The focus of the report is on the U.S. Department of Agriculture and how it should refocus its $2 billion annual research budget to reflect changing public values and needs. It's emphasis should shift from increasing food and fiber production to frontier issues such as the impact of globalization on U.S. agriculture, diet and health, food safety, environmentally sound farming alternatives and the quality of life in rural communities. It goes on to discuss the need for high-level leadership to support new directions in food and agricultural research.

Key Messages

  • Agricultural research will be anticipatory, strategic, collaborative, cost-effective, and accountable to a broad client base. Agricultural research will engage relevant biophysical and socioeconomic disciplines in a systems approach to address new priorities.
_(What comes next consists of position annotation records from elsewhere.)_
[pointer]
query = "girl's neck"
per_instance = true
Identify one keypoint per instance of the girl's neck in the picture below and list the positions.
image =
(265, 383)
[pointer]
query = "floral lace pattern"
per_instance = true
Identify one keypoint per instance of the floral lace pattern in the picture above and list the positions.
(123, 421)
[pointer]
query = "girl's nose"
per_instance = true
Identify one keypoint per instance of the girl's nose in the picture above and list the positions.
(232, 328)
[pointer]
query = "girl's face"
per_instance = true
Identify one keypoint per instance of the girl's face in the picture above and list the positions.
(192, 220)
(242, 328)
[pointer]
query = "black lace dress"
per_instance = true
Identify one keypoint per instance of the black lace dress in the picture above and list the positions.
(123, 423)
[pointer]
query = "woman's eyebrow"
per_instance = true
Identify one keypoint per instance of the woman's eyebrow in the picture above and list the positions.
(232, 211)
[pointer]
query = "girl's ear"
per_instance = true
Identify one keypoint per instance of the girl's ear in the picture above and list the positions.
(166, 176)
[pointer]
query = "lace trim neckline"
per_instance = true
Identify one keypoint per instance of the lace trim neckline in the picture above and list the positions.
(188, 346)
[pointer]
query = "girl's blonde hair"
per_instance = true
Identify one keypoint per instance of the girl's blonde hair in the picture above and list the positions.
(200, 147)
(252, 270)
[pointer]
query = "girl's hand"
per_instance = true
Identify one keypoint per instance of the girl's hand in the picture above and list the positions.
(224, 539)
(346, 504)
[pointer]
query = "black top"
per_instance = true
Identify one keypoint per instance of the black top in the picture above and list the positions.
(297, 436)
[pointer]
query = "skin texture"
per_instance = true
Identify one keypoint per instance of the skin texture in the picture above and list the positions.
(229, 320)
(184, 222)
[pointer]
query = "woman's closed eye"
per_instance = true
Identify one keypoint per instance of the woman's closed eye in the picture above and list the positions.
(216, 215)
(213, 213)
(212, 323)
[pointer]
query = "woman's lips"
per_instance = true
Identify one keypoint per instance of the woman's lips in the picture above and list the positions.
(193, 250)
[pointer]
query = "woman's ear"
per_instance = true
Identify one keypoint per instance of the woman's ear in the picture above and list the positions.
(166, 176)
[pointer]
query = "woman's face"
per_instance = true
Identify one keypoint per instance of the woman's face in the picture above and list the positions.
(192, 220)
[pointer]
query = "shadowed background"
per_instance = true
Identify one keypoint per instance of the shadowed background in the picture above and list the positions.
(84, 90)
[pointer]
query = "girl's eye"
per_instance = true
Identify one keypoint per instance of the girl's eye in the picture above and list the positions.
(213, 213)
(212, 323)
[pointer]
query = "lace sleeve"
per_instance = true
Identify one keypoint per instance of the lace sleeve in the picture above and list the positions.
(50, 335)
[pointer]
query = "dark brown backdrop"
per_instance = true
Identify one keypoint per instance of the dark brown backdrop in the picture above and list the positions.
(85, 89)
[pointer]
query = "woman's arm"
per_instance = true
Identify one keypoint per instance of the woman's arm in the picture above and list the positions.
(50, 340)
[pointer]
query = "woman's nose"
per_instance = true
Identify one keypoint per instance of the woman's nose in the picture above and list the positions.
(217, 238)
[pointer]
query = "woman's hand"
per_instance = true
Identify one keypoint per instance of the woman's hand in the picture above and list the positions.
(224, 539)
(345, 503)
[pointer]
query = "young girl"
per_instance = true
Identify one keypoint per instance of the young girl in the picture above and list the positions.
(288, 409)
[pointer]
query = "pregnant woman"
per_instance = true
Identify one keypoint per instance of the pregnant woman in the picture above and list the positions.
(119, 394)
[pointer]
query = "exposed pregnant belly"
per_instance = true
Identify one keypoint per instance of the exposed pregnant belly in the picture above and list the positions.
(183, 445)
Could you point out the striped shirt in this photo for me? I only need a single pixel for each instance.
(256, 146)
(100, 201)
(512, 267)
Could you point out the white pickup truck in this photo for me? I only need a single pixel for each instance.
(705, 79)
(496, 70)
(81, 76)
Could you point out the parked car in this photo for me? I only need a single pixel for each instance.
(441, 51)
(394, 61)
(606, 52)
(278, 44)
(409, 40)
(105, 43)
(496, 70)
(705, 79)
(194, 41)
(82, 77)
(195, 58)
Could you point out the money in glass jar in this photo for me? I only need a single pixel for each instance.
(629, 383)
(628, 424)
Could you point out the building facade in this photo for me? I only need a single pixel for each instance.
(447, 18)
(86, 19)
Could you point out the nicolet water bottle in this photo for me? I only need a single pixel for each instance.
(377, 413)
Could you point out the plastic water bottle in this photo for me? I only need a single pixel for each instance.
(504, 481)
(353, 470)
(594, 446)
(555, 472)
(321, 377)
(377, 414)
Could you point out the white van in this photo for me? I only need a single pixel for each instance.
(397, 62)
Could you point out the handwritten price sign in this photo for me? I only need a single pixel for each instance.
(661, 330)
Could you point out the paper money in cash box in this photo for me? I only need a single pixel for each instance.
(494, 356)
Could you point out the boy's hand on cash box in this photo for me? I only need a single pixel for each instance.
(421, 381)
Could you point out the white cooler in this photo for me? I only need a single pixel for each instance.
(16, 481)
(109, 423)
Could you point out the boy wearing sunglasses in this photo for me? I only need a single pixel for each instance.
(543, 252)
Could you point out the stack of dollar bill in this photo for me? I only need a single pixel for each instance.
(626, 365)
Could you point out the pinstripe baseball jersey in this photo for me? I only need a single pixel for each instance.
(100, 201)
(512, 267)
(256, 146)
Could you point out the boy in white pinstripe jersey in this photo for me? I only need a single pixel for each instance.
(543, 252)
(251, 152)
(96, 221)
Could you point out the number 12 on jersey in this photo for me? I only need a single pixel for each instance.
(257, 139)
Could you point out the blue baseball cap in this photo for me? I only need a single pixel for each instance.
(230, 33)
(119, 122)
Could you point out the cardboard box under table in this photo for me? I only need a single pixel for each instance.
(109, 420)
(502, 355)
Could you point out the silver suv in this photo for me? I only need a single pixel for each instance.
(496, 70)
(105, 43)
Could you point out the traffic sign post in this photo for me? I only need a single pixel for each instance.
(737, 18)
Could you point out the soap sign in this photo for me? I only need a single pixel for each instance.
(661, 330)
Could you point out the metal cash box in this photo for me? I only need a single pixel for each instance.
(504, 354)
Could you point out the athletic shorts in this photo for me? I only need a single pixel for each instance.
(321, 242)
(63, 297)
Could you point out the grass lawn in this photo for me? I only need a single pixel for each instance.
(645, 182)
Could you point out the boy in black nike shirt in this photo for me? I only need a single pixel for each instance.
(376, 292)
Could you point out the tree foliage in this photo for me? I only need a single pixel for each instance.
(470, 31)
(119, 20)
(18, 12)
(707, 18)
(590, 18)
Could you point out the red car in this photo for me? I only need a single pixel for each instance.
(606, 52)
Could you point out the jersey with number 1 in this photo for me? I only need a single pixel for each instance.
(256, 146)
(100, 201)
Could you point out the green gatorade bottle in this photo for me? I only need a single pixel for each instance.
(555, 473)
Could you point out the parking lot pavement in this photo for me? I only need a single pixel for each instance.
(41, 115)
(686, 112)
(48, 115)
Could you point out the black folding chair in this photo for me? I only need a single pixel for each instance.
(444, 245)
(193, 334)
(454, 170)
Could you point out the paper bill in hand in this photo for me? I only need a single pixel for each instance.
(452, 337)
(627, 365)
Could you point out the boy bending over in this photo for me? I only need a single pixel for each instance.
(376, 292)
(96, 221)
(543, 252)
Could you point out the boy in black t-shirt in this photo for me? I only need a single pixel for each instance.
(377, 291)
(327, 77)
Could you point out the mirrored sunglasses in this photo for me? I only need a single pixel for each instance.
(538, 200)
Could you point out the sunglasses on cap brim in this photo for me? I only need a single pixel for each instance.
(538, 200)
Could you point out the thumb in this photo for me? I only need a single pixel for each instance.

  • Agricultural research will support agriculture as a positive economic, social, and environmental force and will help the sector to fulfill ever-evolving demands. These include further gains in food and fiber production and such other benefits as enhanced public health, environmental services, rural amenities, and community wellbeing. USDA's REE agencies will provide leadership in fostering this concept.
  • Challenge 1. Globalization of the food economy. The research frontiers: (1) Evaluate the implications of globalization for US agriculture and agricultural-research priorities; (2) Improve agricultural productivity and product quality while optimizing resource use; (3) Evaluate the economic, social, health, and environmental effects of agricultural technologies and practices.
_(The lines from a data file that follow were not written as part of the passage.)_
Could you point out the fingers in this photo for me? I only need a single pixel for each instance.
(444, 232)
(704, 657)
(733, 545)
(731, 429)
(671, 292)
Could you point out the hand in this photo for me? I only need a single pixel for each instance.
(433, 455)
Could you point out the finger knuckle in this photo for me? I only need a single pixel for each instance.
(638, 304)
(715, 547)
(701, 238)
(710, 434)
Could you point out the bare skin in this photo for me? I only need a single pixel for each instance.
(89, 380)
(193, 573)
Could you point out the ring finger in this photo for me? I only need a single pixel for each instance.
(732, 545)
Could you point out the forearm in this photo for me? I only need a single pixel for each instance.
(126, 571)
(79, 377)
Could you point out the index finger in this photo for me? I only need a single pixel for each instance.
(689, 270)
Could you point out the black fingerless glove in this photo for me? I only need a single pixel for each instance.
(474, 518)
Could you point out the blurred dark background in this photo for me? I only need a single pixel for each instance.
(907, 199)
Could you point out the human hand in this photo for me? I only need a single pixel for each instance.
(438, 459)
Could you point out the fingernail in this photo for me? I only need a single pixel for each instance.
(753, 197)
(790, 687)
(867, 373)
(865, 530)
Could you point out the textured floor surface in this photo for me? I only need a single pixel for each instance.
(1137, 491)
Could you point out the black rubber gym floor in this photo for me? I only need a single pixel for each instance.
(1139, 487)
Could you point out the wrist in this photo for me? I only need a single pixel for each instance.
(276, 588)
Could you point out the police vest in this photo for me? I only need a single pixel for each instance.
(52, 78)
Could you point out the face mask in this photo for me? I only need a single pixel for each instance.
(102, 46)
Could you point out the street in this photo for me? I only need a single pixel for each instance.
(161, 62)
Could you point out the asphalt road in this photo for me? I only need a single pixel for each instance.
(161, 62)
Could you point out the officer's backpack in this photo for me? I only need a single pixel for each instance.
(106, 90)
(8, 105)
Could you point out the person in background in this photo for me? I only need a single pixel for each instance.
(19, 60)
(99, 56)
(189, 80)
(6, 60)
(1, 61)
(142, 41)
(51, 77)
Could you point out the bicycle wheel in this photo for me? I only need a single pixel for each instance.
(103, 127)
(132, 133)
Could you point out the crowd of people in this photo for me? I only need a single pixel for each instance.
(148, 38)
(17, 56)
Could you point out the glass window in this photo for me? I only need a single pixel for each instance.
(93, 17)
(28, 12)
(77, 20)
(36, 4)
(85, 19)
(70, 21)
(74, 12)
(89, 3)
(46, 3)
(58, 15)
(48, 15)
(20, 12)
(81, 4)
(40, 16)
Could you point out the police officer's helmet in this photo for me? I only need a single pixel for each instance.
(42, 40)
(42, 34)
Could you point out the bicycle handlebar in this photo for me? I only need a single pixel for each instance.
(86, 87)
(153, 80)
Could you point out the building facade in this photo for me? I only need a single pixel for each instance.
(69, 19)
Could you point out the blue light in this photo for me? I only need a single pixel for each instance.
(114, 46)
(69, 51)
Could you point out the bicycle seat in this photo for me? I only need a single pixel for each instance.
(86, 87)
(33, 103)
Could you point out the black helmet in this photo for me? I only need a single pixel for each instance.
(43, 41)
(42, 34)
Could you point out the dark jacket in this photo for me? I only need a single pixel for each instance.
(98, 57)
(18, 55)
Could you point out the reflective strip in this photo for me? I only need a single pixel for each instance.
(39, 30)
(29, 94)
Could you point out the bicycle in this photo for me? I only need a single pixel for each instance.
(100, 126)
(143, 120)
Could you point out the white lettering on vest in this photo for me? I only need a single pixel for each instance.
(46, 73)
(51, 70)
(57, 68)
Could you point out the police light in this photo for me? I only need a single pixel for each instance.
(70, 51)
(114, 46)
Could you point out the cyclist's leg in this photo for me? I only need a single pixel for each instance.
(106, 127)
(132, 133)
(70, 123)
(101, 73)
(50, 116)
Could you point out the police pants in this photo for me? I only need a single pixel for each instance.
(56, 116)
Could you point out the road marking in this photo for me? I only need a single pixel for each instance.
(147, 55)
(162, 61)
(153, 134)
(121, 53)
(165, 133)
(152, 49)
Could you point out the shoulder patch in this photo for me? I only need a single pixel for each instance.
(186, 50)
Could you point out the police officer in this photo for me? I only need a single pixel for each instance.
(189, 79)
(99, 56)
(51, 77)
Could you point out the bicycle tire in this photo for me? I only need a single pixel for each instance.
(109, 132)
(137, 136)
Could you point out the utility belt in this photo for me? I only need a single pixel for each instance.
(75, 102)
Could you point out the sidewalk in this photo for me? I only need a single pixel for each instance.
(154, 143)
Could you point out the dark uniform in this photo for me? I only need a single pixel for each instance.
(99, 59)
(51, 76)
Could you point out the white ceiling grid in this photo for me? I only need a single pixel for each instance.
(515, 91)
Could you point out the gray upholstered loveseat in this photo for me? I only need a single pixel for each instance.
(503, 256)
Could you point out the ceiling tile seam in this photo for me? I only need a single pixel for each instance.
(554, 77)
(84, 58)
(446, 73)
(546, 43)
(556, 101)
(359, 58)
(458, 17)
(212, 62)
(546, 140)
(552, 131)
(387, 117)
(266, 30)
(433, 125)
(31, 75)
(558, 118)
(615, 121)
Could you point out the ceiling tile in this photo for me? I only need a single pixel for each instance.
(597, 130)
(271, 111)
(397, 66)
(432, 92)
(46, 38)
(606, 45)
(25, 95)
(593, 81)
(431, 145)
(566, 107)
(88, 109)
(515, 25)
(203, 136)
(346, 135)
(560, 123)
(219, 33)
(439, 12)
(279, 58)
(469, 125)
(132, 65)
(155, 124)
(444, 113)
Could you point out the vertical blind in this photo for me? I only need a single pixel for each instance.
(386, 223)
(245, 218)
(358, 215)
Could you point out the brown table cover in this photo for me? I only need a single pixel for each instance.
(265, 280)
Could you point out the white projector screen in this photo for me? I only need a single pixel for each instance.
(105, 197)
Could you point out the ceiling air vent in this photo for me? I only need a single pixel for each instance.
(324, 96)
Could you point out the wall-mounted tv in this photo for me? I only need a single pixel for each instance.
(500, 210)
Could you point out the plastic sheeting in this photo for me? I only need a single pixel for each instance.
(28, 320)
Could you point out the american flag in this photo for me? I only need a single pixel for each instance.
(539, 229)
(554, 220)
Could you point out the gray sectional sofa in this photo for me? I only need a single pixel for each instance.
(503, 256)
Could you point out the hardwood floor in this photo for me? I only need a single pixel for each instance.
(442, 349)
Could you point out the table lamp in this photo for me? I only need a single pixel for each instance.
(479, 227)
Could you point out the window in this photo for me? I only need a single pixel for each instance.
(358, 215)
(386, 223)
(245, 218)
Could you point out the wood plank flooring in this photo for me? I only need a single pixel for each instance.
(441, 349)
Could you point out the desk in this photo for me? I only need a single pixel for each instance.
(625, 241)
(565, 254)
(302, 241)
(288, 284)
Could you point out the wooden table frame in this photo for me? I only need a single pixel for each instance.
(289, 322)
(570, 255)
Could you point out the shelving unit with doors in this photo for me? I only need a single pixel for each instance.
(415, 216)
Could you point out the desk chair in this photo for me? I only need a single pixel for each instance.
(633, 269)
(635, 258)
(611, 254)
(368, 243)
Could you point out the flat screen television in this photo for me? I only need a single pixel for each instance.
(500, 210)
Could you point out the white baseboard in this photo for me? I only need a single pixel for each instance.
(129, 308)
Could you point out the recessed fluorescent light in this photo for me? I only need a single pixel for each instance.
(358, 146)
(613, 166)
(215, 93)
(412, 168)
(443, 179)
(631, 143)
  • Challenge 2. Emerging pathogens and other hazards in the food-supply chain. The research frontiers: (1) Reduce the risks of bioterrorism; (2) Improve microbiologic food safety; (3) Understand and minimize the hazards of food allergens and toxicants; and (4) Improve understanding and management of plant and animal diseases.
  • Challenge 3. Enhancing human health through nutrition. The research frontiers: (1) Advance research on bioactive food compounds; (2) Elucidate genetic mechanisms of human health and nutrition; (3) Improve understanding of food-consumption behavior and its links to health; and (4) Improve the nutrient content of foods.
  • Challenge 4. Improving environmental stewardship. The research frontiers: (1) Reduce pollution and conserve natural resources; (2) Advance environmentally sound alternatives; (3) Deliver new environmental benefits; and (4) Integrate leading-edge environmental-science concepts and technologies.
  • Challenge 5. Improving quality of life in rural communities. The research frontiers: (1) Evaluate the effects of changes in agricultural market structure; and (2) Meet the challenge of rural development's changing context.
  • Five challenges provide opportunities for public agricultural research to serve the expanded customer base.
  • The committee found evidence that REE scientists produce research of high quality.
  • The committee found that REE agencies face a number of recruitment and retention challenges, including stiff competition from the private sector, other federal agencies, and academe, complex and constraining hiring rules under the Office of Personnel Management, and an increasing number of non-US citizens with PhDs in agricultural sciences who are not eligible for employment in US government agencies.
  • In benchmarking REE against other federal intramural research programs, the committee found that unsatisfactory performance has very little consequence in the REE intramural system, whereas in some other federal intramural research programs, reduction or complete loss of research support or ineligibility for tenure was a consequence of unsatisfactory research performance.